Safety Tips When Traveling With Your Dog
If you are not facing any of the conditions above, then you’re set to enjoy the road trip with your dearest pooch. But as we have mentioned, safety comes first. So here are our tips to keep your dog safe during your trip:
Make Them Comfortable
Secure your dog in a place where they are most comfortable. Also, keep them cool by maintaining a good temperature in the car. Additionally, you can cover some sunlight with a sun shade, or open the window a little for some breeze. However, make sure not to open it too much so they could put their heads out of the window.
Bring Water and Food
Keep your dog hydrated. Road trips can be dehydrating to dogs, so ensure to offer them enough water. Make sure not to miss their meal time by bringing their food, plus treats, too.
Bring a First Aid Kit
Be ready for any untoward incidents by bringing a first aid kit for your dog. Anything can happen from motion sickness to mild injuries from movements in the car.
For long drives, make sure to give your dog some time to stretch and potty. This is very important especially if your dog isn’t comfortable with long trips. Allow them frequent stops to breathe and relax a bit before continuing with the journey.
Drive within the speed limit specified. Avoid overspeeding to prevent sudden stops that may cause your dog to move abruptly in the car. Careful driving isn’t just necessary for your dog’s safety, but for you and your other passengers, too.
Keep an Eye On Your Dog
Check your dog from time to time. Because they can choke on the harness, keep an eye on your dog. Also, check for any signs of travel sickness such as panting, excessive drooling, vomiting, or yawning.
Why Is It Necessary to Follow Car Laws
Following car laws are vital in enforcing road safety. Accidents are likely to happen if drivers do not follow road rules. Similarly, laws on driving with dogs in the car aim to keep everyone safe.
For Safety Purposes
Despite the fun dogs can give to owners during trips, they can be a hazard too. So, laws on dogs in cars exist to maintain safety for your dog. Obeying the law by keeping them secure will protect them from any injury, especially during accidents. Additionally, adhering to dogs in car laws will ensure your sole focus on the road without any distractions that may cause accidents.
To Avoid Penalties
Depending on where you are located, penalties can range from a hundred to thousands of dollars in fines. Or worse, you may suffer revocation of your license or a total driving ban. So to avoid the headaches caused by such penalties, it’s best to follow the regulations involving bringing dogs in the car.

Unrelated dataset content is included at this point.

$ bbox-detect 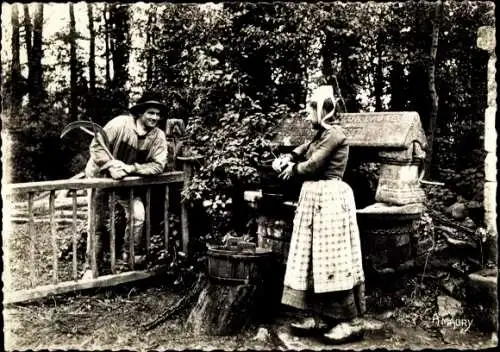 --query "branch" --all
[141,274,205,330]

Damages May Not Be Covered By Insurance Companies
Insurance companies may decline your claim in an unfortunate event if you are violating rules for having dogs in the car. Any damage from the accident due to an unrestrained pet may not be covered. As a result, you will have to shell out your own money for the expenses incurred. Plus, insurance companies may charge you higher premiums in the future due to careless driving.
Similarly, pet insurance providers may not cover vet bills if your dog’s injuries are due to recklessness or neglect of the road safety laws.
Trips are perfect when you know everyone is going to be safe. So, to make your tours more fun and memorable, make sure to follow road safety rules concerning dogs in cars. Prepare everything beforehand to make your travel smooth and breezy.